Apprenticeship graduates earn more and have less student debt

"The point of apprenticeships is that you get paid while you're working," Jacoby says. "You're in school two or three days a week, and then at the job two or three days a week. What that means is that the company has to pay enough to pay for your education costs."

Despite the rising cost of college, many Americans feel obligated to pursue higher education because job options for those without a degree are disappearing.

"In 1980, two-thirds of jobs in America were open to people who only had a high school diploma," Jacoby says. "Now, only one-third of jobs are open to people with high school diplomas."

Only one-third of jobs are open to people with high school diplomas.
Tamar Jacoby
president of Opportunity America

More apprenticeships could relieve some of the debt Americans are facing. Student loan debt in America is at $1.6 trillion and the average monthly student loan payment is between $200 and $300 per month, according to Student Loan Hero. Considering student debt, a bachelor's degree often doesn't pay off until about 15 years after graduation, according to a Grow analysis of Georgetown University data.

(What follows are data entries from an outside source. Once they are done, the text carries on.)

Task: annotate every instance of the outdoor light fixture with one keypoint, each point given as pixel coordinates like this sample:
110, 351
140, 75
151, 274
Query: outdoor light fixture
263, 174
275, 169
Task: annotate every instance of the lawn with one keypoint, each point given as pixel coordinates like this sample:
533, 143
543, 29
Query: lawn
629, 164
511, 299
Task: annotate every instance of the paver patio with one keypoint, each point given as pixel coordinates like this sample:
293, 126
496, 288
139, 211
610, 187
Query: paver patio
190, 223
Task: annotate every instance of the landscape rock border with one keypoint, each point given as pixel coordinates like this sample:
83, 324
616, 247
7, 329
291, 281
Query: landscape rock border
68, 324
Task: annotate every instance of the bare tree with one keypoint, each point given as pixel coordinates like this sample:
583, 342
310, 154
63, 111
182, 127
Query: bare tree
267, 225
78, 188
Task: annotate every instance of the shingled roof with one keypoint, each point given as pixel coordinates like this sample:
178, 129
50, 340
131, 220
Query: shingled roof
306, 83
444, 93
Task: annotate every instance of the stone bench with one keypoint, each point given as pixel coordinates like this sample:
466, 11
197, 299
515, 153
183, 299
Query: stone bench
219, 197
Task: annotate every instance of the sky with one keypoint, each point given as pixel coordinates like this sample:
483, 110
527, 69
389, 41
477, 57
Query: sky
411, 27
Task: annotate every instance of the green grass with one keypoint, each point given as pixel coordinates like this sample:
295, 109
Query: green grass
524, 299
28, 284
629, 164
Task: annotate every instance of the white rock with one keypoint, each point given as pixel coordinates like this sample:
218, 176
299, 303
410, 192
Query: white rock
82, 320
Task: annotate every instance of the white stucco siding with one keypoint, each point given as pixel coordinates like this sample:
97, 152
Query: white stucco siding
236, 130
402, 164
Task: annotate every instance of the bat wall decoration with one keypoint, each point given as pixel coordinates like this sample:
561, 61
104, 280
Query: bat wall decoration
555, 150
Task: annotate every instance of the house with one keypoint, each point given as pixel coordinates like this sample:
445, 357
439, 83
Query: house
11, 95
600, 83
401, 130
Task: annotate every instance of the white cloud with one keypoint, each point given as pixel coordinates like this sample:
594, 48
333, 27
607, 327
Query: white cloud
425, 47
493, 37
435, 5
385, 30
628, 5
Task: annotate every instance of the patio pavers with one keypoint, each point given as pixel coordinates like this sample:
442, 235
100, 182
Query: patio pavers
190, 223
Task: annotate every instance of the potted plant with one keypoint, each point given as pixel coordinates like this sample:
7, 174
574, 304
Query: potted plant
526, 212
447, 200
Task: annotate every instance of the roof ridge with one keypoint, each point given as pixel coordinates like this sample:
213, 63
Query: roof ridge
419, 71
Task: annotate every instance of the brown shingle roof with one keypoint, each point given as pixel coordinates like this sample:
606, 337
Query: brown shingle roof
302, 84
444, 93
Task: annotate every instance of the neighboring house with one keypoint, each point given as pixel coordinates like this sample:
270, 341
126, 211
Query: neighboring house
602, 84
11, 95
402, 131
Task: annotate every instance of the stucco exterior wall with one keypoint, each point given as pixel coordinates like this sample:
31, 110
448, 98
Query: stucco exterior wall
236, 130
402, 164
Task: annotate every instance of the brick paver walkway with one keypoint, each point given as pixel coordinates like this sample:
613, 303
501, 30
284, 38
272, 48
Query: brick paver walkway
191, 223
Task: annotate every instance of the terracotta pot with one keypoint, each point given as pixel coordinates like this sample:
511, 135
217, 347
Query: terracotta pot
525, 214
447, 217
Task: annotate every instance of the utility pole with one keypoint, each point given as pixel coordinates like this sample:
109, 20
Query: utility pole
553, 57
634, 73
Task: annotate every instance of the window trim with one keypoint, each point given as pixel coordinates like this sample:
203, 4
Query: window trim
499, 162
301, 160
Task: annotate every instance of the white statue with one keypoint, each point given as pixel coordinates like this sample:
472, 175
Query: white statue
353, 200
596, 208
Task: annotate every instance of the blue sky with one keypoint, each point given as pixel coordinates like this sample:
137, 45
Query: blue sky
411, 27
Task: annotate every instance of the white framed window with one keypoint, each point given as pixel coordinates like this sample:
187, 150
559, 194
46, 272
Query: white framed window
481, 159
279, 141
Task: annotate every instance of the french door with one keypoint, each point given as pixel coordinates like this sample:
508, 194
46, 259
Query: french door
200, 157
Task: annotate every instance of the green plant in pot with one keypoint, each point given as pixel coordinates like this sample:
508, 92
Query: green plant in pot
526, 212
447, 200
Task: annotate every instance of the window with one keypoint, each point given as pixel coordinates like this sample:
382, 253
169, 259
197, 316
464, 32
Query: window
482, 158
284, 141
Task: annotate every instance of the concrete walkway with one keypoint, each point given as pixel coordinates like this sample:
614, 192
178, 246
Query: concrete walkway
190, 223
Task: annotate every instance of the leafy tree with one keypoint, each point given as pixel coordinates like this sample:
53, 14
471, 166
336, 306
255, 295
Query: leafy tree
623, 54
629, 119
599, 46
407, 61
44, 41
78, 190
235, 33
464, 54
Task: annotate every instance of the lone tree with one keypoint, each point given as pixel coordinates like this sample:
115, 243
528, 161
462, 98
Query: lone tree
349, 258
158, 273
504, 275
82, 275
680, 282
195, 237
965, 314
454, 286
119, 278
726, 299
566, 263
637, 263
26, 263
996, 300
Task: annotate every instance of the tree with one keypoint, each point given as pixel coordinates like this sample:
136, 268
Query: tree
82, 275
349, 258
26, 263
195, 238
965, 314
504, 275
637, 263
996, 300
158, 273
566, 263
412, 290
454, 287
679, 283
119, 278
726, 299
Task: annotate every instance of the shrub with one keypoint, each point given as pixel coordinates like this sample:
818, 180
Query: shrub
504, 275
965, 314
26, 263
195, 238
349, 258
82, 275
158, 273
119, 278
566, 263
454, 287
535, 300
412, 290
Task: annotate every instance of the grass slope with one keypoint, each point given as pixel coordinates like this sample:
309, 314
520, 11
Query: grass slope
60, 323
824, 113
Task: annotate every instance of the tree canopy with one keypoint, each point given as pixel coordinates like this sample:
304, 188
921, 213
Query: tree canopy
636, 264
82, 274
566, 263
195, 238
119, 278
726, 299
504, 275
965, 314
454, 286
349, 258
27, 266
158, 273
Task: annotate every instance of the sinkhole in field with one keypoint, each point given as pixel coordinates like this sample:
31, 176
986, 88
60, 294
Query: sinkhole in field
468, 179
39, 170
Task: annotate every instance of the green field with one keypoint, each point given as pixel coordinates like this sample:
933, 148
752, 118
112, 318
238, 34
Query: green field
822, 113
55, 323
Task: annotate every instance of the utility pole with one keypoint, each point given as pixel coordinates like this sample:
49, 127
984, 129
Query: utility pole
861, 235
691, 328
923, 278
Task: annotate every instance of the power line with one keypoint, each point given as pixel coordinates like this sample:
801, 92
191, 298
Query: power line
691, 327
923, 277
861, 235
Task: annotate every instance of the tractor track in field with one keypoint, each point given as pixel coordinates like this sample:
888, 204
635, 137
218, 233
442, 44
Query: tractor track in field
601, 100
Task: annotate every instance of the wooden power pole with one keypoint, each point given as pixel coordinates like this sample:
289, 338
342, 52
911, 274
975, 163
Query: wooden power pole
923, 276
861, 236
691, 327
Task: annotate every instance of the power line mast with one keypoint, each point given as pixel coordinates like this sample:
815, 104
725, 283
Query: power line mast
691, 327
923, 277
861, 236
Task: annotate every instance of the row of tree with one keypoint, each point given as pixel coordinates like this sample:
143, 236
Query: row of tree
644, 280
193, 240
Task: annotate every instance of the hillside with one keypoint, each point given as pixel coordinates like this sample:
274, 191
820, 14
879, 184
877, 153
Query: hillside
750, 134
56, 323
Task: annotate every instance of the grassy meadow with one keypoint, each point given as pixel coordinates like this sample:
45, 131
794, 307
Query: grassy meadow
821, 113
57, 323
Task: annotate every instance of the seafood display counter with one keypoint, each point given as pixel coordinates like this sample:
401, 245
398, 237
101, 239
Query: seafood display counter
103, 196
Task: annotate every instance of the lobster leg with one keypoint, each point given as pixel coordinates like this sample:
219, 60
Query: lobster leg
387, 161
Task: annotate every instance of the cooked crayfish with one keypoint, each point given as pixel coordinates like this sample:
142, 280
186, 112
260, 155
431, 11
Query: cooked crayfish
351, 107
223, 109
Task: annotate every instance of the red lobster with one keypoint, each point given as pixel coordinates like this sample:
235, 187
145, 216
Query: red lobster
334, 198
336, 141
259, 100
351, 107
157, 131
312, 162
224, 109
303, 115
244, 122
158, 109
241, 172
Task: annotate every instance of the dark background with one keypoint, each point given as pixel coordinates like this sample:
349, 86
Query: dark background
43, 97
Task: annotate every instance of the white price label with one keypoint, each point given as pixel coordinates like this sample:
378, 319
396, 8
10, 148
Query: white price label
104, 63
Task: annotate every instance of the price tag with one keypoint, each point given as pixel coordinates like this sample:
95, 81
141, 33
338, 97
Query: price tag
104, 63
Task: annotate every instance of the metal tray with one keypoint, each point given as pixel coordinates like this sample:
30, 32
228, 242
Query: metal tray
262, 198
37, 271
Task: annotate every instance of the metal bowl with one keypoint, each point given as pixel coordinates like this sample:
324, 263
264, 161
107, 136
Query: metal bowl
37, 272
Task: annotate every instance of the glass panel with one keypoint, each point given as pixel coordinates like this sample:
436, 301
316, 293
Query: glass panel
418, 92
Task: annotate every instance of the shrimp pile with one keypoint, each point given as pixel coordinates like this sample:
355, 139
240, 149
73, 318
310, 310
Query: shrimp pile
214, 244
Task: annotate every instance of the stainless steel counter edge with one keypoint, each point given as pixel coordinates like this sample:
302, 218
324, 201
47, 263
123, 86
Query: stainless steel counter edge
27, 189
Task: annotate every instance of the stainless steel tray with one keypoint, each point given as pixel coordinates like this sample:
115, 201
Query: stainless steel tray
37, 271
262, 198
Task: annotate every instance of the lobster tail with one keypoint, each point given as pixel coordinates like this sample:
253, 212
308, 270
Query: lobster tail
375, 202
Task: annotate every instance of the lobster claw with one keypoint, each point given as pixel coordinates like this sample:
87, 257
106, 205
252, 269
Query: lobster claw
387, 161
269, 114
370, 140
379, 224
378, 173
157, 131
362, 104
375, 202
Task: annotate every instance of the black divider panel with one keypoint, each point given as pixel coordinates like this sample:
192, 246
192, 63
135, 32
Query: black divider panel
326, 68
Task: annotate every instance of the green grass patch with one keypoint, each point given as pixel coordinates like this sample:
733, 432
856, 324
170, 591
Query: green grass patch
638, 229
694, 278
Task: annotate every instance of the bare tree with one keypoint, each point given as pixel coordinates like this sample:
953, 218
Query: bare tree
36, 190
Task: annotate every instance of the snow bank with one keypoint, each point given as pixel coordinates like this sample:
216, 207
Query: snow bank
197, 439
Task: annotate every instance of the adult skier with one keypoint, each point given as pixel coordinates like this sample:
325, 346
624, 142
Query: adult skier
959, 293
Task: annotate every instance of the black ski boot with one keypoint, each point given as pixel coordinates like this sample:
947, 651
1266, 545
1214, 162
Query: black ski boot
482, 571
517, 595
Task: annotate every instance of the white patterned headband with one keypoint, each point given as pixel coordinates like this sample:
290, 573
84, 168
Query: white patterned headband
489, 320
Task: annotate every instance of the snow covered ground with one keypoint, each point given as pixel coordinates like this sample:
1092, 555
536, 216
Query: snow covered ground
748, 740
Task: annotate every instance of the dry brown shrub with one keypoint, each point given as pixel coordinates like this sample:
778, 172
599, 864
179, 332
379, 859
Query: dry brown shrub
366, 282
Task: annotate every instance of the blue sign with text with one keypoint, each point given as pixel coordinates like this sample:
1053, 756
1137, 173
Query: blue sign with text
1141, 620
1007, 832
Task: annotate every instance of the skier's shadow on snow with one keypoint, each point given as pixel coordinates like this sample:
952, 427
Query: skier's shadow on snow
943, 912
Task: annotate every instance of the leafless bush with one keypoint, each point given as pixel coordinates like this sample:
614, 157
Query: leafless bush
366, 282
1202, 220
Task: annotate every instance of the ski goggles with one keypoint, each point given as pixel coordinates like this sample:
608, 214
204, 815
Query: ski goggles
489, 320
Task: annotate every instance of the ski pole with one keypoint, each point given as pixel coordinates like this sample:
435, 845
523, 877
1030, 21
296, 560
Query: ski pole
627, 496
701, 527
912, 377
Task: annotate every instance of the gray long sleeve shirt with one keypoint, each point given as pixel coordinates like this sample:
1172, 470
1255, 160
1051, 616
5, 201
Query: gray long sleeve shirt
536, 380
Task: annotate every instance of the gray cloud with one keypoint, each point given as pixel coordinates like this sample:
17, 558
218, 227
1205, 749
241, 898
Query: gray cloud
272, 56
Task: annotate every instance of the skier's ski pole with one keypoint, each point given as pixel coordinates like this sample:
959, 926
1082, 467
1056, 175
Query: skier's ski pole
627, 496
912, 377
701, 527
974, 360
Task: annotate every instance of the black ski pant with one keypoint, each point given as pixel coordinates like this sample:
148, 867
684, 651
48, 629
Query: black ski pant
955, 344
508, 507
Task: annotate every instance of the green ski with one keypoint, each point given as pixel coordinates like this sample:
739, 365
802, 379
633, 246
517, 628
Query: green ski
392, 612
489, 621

Along with graduating without debt, you might also earn more after graduating from an apprenticeship program compared to graduating with just an associate degree, says Robert Lerman of the Urban Institute.

For those who graduate from high school and community college, earnings go up significantly if they get an apprenticeship too, Lerman says. "We know that, from Washington State data, there was a recent study that compared people going into a manufacturing apprenticeships to similar people going to community college, the gains were far higher" for those who did the apprenticeships.

This is true across a number of fields, he adds: "Electricians do very well. High end plumbers do really well. There are increasingly numbers of IT computer-based apprenticeships coming online. There are a lot of good ones in manufacturing, advanced manufacturing, including maintenance positions."

Apprenticeship opportunities are expanding

Lawmakers across the aisle think it's smart to invest in apprenticeships, Jacoby says. "There is hardly a congressman who isn't for apprenticeships," she says. "Every state in the nation has some sort of law on the books of how to encourage it." The Obama administration spent $90 million to expand apprenticeships, and the Trump administration spent $95 million, according to reporting by CNBC.

Still, in 2019, there were only 633,476 apprenticeships in the country, according to data from the Department of Labor. While this number has steadily increased since 2011, it is a small fraction of the jobs available.

What we know is entering an apprenticeship versus entering a community college yields a higher earnings profile.
Robert Lerman
Urban Institute fellow

"For community college, the number of positions depends on how much the community college opens up classes," Lerman says. "To some extent, they can always open up more spaces just by virtue of expanding the college. Apprenticeships depend on the slots employers offer. Scaling people applying to college is easier than scaling employers offering apprenticeships."

Still, he says, employers benefit from offering apprenticeships as they often gain an employee who is trained and passionate about the specific position the company needs filled. "Apprenticeships emphasize a kind of occupational identity and pride in a particular field," he says. "You feel like you're part of a community."

And, Jacoby says, there is the obvious financial benefit for those who enter programs like FAME. Really, she says, apprenticeships are for "anyone who wants to save money."